13 - Ora, constitui pressuposto para a configuração da boa-fé no recebimento de benefício
previdenciário, não apenas a legalidade, mas também o carácter definitivo do pagamento, o que
não ocorreu na hipótese. A implantação antecipada da aposentadoria decorreu de provimento
jurisdicional provisório, que foi parcialmente revisto na Instância 'ad quem', de modo que
incabível a alegação de inexigibilidade dos valores, em razão da boa-fé. Precedente.
14 - Nem se alegue ignorância quanto às consequências financeiras da referida modificação,
uma vez que a parte autora estava regularmente representada por advogado apto a esclarecer
as repercussões jurídicas da decisão. Ademais, ninguém se escusa de cumprir a lei sob o
pretexto de desconhecer a sua existência ou significado, nos termos do artigo do 3º da Lei de
introdução às normas do Direito Brasileiro.
15 - É importante destacar que o caso não se trata de cobrança de valores pagos
indevidamente, em virtude de revogação dos efeitos da antecipação da tutela, tema afetado
pelo C. Superior Tribunal de Justiça ao julgamento de representativo de controvérsia, mas sim
de modificação do período básico de cálculo em razão de alteração do termo inicial do benefício
na via recursal.
16 - Afigura-se legítima a condenação da parte autora na devolução dos valores indevidamente
recebidos, limitando-se, entretanto, o desconto do ressarcimento a 10% (dez por cento) do valor
mensal do benefício previdenciário que recebe atualmente, nos termos do artigo 115, II e §1º da
Lei n. 8.213/91 e artigo 154, II, § 3º do Decreto n. 3.048/99.
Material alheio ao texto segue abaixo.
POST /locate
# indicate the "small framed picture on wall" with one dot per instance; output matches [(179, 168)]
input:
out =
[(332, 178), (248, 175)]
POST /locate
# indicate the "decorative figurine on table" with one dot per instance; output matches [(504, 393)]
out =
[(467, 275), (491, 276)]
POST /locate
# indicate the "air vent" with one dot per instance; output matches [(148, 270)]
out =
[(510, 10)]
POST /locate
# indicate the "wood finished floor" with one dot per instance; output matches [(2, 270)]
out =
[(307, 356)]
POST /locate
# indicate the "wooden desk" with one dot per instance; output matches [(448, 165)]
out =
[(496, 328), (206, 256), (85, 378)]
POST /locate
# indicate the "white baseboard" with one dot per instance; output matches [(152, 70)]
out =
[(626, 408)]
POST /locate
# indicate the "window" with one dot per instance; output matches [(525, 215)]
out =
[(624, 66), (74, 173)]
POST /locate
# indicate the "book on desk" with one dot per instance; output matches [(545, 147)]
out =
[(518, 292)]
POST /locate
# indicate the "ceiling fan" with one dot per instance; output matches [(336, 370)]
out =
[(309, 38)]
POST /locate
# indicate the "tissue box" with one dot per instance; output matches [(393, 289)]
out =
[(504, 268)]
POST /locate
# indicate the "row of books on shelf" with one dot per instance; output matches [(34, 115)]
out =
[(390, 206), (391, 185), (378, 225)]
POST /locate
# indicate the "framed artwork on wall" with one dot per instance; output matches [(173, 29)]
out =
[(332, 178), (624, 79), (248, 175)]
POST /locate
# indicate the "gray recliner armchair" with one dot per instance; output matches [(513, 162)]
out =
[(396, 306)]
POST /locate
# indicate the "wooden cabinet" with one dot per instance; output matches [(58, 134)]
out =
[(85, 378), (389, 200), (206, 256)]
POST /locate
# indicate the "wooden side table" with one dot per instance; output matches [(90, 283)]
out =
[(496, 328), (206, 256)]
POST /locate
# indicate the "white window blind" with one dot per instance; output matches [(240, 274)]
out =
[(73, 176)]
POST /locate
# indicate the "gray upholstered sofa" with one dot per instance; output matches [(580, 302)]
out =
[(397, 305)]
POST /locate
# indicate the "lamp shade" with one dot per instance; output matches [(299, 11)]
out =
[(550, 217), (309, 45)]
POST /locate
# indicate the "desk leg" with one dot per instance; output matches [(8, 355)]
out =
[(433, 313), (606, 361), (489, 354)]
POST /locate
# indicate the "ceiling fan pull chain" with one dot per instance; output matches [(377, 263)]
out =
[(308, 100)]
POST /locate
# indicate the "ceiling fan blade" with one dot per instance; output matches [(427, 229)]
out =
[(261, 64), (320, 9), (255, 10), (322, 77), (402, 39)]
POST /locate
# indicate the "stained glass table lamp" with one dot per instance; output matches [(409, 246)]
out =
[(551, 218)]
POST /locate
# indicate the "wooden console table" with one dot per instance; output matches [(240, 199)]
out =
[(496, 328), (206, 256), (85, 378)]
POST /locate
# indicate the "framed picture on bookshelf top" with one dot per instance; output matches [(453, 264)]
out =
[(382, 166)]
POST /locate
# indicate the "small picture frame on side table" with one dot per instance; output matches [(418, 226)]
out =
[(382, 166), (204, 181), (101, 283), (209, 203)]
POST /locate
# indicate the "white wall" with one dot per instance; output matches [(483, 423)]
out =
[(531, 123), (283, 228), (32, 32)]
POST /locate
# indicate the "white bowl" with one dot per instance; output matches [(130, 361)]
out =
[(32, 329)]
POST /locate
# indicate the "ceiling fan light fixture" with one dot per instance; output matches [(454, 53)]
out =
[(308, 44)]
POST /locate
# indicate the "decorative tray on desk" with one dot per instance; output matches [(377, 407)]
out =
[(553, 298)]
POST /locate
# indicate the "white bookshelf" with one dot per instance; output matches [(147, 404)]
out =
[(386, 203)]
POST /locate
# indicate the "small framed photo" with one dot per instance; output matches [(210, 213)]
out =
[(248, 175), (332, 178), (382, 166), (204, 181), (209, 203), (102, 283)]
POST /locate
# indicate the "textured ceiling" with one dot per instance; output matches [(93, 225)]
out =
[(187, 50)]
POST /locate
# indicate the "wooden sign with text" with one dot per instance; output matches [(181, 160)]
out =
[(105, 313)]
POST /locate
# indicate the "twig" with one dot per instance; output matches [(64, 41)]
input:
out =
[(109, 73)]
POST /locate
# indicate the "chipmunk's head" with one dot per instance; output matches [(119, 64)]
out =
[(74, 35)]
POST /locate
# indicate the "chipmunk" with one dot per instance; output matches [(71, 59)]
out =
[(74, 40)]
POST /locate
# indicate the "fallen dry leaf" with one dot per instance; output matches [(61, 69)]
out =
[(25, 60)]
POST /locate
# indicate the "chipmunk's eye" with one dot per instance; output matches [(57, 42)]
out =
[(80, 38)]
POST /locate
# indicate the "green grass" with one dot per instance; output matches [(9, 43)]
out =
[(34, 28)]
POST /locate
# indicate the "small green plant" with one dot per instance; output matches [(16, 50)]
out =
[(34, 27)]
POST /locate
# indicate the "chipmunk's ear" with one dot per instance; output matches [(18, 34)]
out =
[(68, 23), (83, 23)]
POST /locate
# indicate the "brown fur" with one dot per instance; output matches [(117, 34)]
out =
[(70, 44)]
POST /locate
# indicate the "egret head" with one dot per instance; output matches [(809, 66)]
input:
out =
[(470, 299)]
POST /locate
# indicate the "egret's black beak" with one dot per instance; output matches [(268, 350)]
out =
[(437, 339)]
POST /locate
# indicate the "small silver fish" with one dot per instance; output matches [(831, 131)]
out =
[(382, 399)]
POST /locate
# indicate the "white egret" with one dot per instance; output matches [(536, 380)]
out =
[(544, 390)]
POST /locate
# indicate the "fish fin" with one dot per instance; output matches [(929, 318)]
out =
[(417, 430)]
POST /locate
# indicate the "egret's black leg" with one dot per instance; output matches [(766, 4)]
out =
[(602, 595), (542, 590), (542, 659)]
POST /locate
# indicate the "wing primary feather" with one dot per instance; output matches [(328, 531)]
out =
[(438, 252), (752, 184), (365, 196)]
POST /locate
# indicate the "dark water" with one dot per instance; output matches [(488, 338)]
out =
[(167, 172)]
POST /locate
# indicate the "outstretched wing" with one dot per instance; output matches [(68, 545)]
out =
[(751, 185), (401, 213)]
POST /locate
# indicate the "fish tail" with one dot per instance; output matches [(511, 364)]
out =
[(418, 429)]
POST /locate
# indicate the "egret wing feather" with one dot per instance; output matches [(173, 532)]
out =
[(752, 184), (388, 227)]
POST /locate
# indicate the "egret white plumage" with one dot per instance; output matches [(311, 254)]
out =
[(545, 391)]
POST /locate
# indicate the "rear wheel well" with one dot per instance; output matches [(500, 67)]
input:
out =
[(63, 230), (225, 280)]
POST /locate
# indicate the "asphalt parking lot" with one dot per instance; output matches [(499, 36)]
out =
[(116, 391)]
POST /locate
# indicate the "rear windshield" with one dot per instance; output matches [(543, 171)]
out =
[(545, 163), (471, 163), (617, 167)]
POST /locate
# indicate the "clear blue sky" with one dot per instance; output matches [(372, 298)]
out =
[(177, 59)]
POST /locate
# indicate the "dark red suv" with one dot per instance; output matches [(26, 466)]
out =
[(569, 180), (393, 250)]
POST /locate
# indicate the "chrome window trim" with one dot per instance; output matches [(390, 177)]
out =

17 - Invertido o ônus sucumbencial, deve ser condenada a parte autora no ressarcimento das
despesas processuais eventualmente desembolsadas pela autarquia, bem como nos honorários
advocatícios, os quais devem ser arbitrados em 10% (dez por cento) do valor atualizado da
causa, ficando a exigibilidade suspensa por 5 (cinco) anos, desde que inalterada a situação de
insuficiência de recursos que fundamentou a concessão dos benefícios da assistência judiciária
gratuita, a teor do disposto nos arts. 11, §2º, e 12, ambos da Lei nº 1.060/50, reproduzidos pelo
§3º do art. 98 do CPC.
18 - Remessa necessária, tida por interposta, e apelação do INSS parcialmente providas.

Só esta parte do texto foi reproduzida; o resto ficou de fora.